Advertisements

[ad_1]

The polyhedral artist Dan Grahamwhose work has been related to the art Minimum and conceptualconsidered one of the great American creators of the last century, he died at the age of 79 years in New York. His work is articulated in a multiplicity of formats and supports, among which coexist installation, video, music, drawing, performance, cinema, photography, magazines and, above all, architecture. Also a writer, sculptor, art, music and architecture critic, his work reflects on the communicative capacity and individual and collective perception of art.

Born in Urbana, Illinois, in 1942, he grew up in New Jersey and educated himself after high school, reading Margaret Mead, Claude Lévi-Strauss, the critical literature of Leslie Fiedler, and the French Nouveau Roman. He began his artistic career in 1964, at the age of 22, when he founded the John Daniels Gallery in New York, where he exhibited works by Carl André, Sol LeWitt, Donald Judd, Robert Smithson and Dan Flavin.

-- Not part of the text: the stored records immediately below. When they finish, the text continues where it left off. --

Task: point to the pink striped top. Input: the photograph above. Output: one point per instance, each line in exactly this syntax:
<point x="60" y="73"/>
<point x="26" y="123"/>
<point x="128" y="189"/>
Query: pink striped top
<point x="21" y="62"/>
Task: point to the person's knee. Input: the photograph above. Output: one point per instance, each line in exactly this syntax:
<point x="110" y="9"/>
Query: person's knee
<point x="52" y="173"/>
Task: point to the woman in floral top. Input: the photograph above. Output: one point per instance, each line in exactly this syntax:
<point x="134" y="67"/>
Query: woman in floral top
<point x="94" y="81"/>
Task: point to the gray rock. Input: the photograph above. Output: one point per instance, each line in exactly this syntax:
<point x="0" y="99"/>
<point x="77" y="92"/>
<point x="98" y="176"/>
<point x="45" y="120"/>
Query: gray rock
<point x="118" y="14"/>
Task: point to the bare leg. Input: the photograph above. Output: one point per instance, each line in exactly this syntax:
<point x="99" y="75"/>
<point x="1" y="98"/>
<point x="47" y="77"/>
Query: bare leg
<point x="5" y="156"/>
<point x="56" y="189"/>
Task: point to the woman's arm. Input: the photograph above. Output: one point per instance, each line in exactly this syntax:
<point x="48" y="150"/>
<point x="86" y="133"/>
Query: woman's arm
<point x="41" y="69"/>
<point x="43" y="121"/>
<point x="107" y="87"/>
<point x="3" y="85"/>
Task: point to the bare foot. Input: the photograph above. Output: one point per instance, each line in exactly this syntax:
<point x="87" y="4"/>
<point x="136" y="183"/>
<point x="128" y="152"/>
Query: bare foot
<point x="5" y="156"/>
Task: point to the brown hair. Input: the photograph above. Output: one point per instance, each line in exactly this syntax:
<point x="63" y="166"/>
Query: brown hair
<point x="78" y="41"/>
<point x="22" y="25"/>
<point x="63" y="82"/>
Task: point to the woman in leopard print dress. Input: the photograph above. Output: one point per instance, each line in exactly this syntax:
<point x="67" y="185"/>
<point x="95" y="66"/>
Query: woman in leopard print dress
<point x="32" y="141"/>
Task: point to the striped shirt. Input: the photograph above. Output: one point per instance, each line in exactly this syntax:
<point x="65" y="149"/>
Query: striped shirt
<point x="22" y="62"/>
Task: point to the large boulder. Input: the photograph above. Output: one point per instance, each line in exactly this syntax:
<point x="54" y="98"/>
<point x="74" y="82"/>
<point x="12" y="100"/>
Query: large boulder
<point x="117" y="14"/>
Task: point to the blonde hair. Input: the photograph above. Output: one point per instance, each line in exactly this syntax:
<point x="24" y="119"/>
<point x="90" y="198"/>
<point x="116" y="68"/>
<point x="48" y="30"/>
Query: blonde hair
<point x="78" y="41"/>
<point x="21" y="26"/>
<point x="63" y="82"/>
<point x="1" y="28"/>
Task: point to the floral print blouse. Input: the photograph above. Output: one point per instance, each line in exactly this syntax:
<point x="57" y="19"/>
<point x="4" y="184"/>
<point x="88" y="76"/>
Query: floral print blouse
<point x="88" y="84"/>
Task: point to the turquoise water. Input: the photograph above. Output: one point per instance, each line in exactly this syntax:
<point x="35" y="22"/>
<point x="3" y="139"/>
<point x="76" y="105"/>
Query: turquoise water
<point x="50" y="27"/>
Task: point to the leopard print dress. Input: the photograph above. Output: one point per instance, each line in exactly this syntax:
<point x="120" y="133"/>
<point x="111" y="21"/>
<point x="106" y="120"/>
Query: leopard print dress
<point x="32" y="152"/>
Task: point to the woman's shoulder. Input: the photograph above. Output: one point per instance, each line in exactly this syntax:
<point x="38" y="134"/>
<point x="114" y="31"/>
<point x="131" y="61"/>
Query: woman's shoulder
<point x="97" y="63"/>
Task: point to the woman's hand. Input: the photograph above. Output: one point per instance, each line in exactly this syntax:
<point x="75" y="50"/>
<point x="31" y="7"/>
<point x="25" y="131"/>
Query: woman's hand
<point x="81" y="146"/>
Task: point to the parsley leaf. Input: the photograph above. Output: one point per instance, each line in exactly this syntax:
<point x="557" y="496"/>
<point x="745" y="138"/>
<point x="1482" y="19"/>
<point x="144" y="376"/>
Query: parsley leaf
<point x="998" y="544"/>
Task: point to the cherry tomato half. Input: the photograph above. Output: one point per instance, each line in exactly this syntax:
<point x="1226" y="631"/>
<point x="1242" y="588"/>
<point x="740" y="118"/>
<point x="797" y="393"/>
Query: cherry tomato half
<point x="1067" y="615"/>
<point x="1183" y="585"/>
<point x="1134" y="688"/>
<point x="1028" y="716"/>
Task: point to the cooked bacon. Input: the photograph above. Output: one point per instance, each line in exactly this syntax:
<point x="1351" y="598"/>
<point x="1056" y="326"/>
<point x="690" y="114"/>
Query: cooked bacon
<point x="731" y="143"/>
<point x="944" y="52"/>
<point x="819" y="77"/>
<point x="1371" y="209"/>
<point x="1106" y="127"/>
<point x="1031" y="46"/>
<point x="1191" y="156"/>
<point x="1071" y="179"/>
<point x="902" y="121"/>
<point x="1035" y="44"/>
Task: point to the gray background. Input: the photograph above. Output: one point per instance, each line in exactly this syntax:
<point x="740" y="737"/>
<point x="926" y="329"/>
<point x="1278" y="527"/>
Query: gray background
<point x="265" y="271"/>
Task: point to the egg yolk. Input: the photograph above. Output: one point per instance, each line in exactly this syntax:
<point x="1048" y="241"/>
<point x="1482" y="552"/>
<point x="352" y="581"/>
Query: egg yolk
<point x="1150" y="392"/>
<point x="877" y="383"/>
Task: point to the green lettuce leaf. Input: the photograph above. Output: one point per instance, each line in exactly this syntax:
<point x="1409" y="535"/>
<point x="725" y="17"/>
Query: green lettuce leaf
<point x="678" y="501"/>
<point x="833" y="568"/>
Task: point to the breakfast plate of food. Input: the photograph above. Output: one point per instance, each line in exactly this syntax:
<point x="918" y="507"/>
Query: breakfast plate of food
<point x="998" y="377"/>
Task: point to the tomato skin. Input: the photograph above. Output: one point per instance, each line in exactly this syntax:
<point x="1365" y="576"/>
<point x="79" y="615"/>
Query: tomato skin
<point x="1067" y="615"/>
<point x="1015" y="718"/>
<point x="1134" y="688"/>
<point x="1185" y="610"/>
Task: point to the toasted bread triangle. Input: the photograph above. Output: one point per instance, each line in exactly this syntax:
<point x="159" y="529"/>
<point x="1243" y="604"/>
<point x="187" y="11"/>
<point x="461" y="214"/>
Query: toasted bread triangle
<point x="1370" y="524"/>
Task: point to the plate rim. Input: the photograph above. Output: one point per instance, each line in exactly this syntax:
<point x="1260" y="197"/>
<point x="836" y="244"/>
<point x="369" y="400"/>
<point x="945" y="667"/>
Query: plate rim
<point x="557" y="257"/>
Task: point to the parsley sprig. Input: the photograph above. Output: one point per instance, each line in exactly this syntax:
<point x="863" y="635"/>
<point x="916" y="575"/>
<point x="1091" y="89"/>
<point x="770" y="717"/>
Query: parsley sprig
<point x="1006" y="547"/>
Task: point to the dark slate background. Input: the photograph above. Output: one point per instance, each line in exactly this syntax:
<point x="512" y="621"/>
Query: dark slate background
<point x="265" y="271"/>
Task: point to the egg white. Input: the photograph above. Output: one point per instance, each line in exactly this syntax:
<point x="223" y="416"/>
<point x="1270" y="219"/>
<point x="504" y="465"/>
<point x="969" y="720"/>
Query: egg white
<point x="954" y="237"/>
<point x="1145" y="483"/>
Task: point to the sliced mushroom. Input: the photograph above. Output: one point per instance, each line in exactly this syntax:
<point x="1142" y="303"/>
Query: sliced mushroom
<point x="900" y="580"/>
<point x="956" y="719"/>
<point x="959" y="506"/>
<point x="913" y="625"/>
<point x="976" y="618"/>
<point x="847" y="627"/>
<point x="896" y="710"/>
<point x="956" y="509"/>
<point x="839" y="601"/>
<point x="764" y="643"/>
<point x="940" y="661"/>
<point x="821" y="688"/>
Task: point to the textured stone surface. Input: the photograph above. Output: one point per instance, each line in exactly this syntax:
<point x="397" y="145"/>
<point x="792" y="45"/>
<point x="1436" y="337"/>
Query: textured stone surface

A year later, he began creating his own conceptual pieces, photographs and numerological sequences, printed mainly in magazines such as figurative (1965) and Scheme (1966).

Advertisements

After this, Graham expanded his practical conceptual development with performancecinema, video and sculpture, including documentary Rock my religion (1984), in which he analyzes the relationship between religion and one of his great passions: rock. His work was greatly influenced by the social change of the Civil Rights Movement. in the United States, the Vietnam War, the women's liberation movement and other cultural changes.

A large part of his production focuses on reflection on the perceptual and philosophical structures put into play by spectators when observing his works, which is why his work has also been framed along the lines of what is conventionally called behavioral art or behavioral art. One of the materials I frequently worked with was mirrored glass, reflective on one side and transparent on the other. This element gave rise to one of the most recognizable structures of this artist's style, the Pavilions, where he began working in 1978. These spaces, created to be displayed outdoors, function both as sculptures and as architectural enclosures that eventually support different uses, such as shelter, greenhouse or children's playroom.

One of these pavilions Dhaka Pavilion (2008), is installed in the Sabatini Garden of the Reina Sofía Art Center, which allows the visitor to observe themselves through their reflections as object and subject at the same time and delve into the changing notions of interior and exterior, urban and natural, individual and collective. Another of these works triangular pavilionis on display at the Centro Galego de Arte Contemporânea.